It worked wonders for pooping in the front yard. Totally worth the indecent exposure ticket and 3 days at the correction center of northwest Ohio. Ole Roy makes for some fantastic poops, and it's nice to be able to let them melt away in the yard over the next year instead of having to shovel them up weekly out of the living room.

As for peeing inside, I'm sticking to high pitched squealing, clapping hands and a strobe light. He's about 46% trained at this point (8 months) so going pretty well. We are switching to yellow throw rugs and furniture for convenience. I also purchased stock in nature's miracle hoping to recoup some expenses.


----------



## Magwart (Jul 8, 2012)

You might try laying down a pack of WeeWee pads inside to help him learn faster.


----------



## Sabis mom (Mar 20, 2014)

Magwart said:


> You might try laying down a pack of WeeWee pads inside to help him learn faster.


Of course! And bonus since he will know to pee on things that you put on the floor you can always use use bath mats if you run out! Or towels or clothes.


----------



## David Winners (Apr 30, 2012)

Magwart said:


> You might try laying down a pack of WeeWee pads inside to help him learn faster.


Fantastic! I can safely demonstrate without the risk of another incarceration.

A bonus! After Valor shreds the WeeWee pads, I can use them as bedding for the caiman I got for Christmas. If you're not familiar, they are like an alligator that stays cute and sweet and cuddly forever. He smiles a lot already


----------



## David Winners (Apr 30, 2012)

Sabis mom said:


> Of course! And bonus since he will know to pee on things that you put on the floor you can always use use bath mats if you run out!
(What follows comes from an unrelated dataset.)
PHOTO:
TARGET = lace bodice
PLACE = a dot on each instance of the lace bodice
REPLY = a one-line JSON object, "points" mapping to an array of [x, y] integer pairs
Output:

Or towels or clothes.


And stuffed toys, and file cabinets...

Thanks for the suggestions. My list of emergency WeeWee pads is huge!


----------



## dogma13 (Mar 8, 2014)

My dogs and caimans both thrive on Old Roy.This is a copy cat version I found for those that enjoy making their own kibble:10 lbs cornmeal, small bottle of Flintstone vitamins,2 quarts water.Mix together in a 5 gallon pail,leave it overnight to set up. Break it up into bite sized pieces the next morning with a hammer.


----------



## David Winners (Apr 30, 2012)

dogma13 said:


> My dogs and caimans both thrive on Old Roy.This is a copy cat version I found for those that enjoy making their own kibble:10 lbs cornmeal, small bottle of Flintstone vitamins,2 quarts water.Mix together in a 5 gallon pail,leave it overnight to set up. Break it up into bite sized pieces the next morning with a hammer.


I saw that recipe on Facebook in the fur baby group. I think they suggest adding meat byproduct byproduct meal extract byproduct juice byproduct, also known as Vienna sausages.


----------



## dogma13 (Mar 8, 2014)

David Winners said:


> I saw that recipe on Facebook in the fur baby group. I think they suggest adding meat byproduct byproduct meal extract byproduct juice byproduct, also known as Vienna sausages.


Well yeah,if you're into gourmet foods.In MY opinion it's totally way too much byproduct. Let's argue about it for two or three days.


----------



## doubleroll (Jul 5, 2011)

What kind of dog is that? German Shepard puppies would never ever act in such a vicious way  

This thread made my day...


----------



## dogma13 (Mar 8, 2014)

doubleroll said:


> What kind of dog is that? German Shepard puppies would never ever act in such a vicious way
> 
> This thread made my day...


It's the Vienna sausages I tell ya!Makes those Sheppards mean!


----------



## WNGD (Jan 15, 2005)

dogma13 said:


> It's the Vienna sausages I tell ya!Makes those Sheppards mean!





doubleroll said:


> What kind of dog is that? German Shepard puppies would never ever act in such a vicious way
> 
> This thread made my day...


What's a Sheppard/Shepard?


----------



## dogma13 (Mar 8, 2014)

Pure bread Shepphord


----------



## Sabis mom (Mar 20, 2014)

WNGD said:


> What's a Sheppard/Shepard?


It's like a German Shepherd only twice the size. They come with two personalities, either sleep on the couch all day or eat your neighbors.


----------



## Benjaminb (Aug 14, 2017)

The other one i like, is "should I breed my 8 month old german sheppard? She is very pretty and can do tricks"
This thread is Awesome lol


----------



## WNGD (Jan 15, 2005)

Sabis mom said:


> It's like a German Shepherd only twice the size. They come with two personalities, either sleep on the couch all day or eat your neighbors.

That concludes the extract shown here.